I finally made it running.
I’ve added a --oversubscribe flag to mpirun, so it launches executables even it is not enough resources (not the work case, but made things more clear).
The story is that while slurm allocates the proper resources (--nodes=8 --ntasks=256 --ntasks-per-node=32):
[ntilinin@login02 test]$ squeue -u ntilinin
JOBID PARTITION NAME USER ST TIME NODES NODELIST(REASON)
12680859 boost_usr mpi_scri ntilinin R 21:07 8 lrdn[0257,0287,0863,0977,2113,2373,2550,2587]
mpirun only uses 1 node (tested it with test mpi hello world) as OpenMPI 4.1.4 from ACCESS NRI package was built using ‘—without-slurm' option. mpirun or srun would not work properly in this case. The ORTE error was due to ssh communication between nodes not configured/not working.
@Aidan, probably this might contribute to the future plans for slurm adaptation you mentioned - install OpenMPI with slurm so that srun command works (‘—without-slurm' option disabled).
It runs now on one node only (32 cores) and fails with:
==> NOTE from ocean_model_init: reading maskmap information from > INPUT/ocean_mask_table
parse_mask_table: Number of domain regions masked in ocean model = 24FATAL from PE 0: fms_io(parse_mask_table_2d): mpp_npes() .NE. layout(1)*layout(2) - nmask for ocean model
Probably this has something to do with the ocean mask size, the number of MPI processes does not fit 32 cores and requires more.
@angus-g, you gave a right hint, thank you!

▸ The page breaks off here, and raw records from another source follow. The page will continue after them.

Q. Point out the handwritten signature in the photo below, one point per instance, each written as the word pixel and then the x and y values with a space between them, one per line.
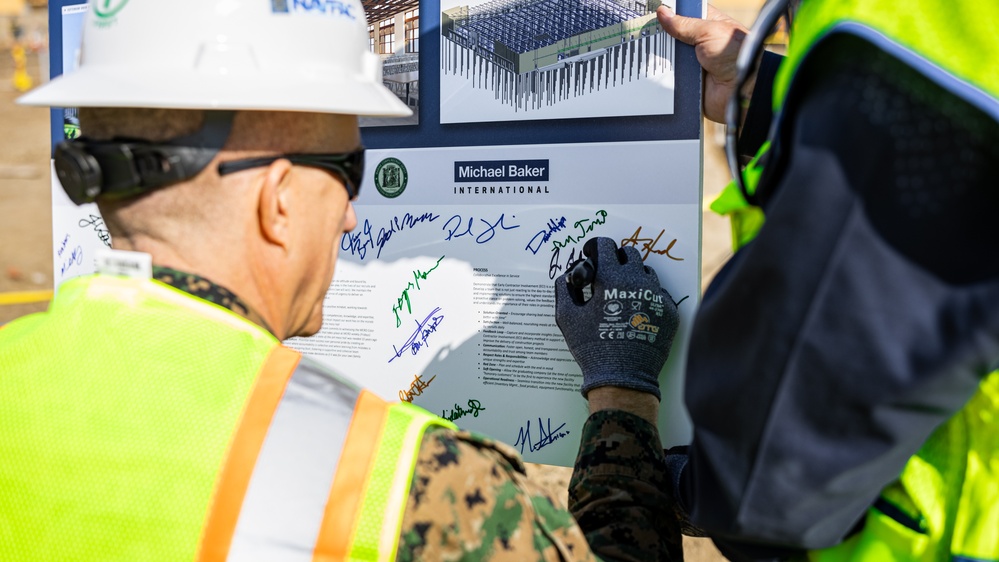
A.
pixel 648 245
pixel 543 236
pixel 584 227
pixel 62 246
pixel 97 223
pixel 546 436
pixel 404 298
pixel 474 407
pixel 456 227
pixel 418 340
pixel 416 388
pixel 75 258
pixel 360 241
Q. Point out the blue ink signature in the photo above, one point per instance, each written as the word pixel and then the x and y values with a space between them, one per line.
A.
pixel 62 246
pixel 97 223
pixel 585 226
pixel 75 258
pixel 359 242
pixel 546 436
pixel 474 407
pixel 543 236
pixel 456 223
pixel 555 266
pixel 418 340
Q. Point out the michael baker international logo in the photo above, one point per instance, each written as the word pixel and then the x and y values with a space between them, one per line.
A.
pixel 107 9
pixel 391 177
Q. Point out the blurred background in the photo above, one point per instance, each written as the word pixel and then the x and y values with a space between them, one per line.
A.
pixel 25 201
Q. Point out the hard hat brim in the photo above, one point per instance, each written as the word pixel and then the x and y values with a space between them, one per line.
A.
pixel 105 87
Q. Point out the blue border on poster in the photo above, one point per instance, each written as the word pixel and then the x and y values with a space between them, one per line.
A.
pixel 684 123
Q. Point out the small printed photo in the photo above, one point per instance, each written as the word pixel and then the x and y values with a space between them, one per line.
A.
pixel 510 60
pixel 394 35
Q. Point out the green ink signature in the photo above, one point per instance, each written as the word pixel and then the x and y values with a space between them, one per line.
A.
pixel 585 226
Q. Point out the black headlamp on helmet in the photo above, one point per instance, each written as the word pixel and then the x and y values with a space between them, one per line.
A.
pixel 122 168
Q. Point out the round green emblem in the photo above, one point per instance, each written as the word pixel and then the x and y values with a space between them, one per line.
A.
pixel 108 8
pixel 391 177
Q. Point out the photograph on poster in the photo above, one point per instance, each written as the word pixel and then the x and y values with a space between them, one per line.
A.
pixel 514 60
pixel 394 35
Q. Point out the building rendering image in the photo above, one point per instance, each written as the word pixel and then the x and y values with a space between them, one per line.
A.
pixel 537 54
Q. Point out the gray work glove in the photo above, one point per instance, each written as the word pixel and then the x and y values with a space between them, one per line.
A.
pixel 622 335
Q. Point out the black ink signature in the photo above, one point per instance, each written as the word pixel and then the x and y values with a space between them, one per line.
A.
pixel 62 246
pixel 648 245
pixel 97 223
pixel 404 298
pixel 75 257
pixel 359 242
pixel 419 338
pixel 456 223
pixel 543 236
pixel 474 407
pixel 416 388
pixel 585 226
pixel 545 436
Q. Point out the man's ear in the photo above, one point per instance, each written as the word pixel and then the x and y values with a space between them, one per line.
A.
pixel 274 205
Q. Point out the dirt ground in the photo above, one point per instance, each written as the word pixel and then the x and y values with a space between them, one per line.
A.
pixel 25 213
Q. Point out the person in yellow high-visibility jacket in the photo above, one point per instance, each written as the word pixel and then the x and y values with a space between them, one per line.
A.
pixel 152 412
pixel 842 371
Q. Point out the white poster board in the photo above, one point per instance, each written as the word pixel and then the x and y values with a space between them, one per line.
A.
pixel 443 295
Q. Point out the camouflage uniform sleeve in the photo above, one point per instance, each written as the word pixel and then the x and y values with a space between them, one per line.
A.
pixel 619 491
pixel 470 499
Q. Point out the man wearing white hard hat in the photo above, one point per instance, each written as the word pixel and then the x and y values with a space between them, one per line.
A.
pixel 153 414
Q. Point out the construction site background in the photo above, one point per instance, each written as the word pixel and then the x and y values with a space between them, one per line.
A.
pixel 25 200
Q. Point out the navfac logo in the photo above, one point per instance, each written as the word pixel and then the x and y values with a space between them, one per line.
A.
pixel 391 177
pixel 332 7
pixel 106 10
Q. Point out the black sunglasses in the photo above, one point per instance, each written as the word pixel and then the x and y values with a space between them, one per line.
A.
pixel 348 166
pixel 745 65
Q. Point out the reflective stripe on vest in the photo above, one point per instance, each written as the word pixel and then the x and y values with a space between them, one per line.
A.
pixel 331 473
pixel 921 33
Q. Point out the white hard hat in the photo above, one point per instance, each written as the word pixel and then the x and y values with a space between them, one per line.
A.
pixel 294 55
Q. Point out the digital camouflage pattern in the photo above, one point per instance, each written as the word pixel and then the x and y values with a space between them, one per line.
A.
pixel 471 499
pixel 204 289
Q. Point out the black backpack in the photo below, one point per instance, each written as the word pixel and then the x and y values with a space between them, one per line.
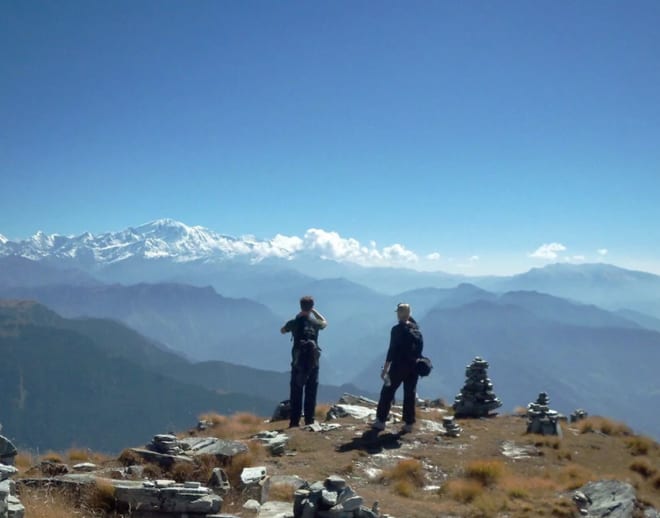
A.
pixel 306 352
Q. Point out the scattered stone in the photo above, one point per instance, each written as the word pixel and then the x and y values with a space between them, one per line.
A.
pixel 7 451
pixel 254 475
pixel 10 505
pixel 332 498
pixel 540 419
pixel 282 411
pixel 609 498
pixel 451 428
pixel 251 506
pixel 476 398
pixel 166 449
pixel 85 467
pixel 219 481
pixel 275 442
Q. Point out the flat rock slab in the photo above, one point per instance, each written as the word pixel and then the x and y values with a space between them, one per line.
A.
pixel 609 498
pixel 276 509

@anton, thank you for advices! This was the beginning of my journey last year with ACCESS OM2, I compiled it with system provided OpenMPI and netcdf from the COSIMA repo. That worked somehow, but then the COSIMA repo was no longer supported and migrated to ACCESS NRI and I was advised to use spack, we installed everything with Harshula online from ACCESS NRI package using spack (model *.exe files, OpenMPI, etc.)
I’m aware (read somewhere on forum) that spack built installation runs slower than executables compiled with system provided OpenMPI, but at this point I just want to make it working one or the other way.
So now I probably should go back to the beginning and compile the model with system wide OpenMPI and netcdf again. Leornardo supports spack and I can probably install the OpenMPI and netcdf versions that would be compatible with ACCESS OM2 source code, will try to workaround with spack now (helpdesk only works with tickets/e-mails, they are located in another city, might use this option later on too).
Many thanks again for help!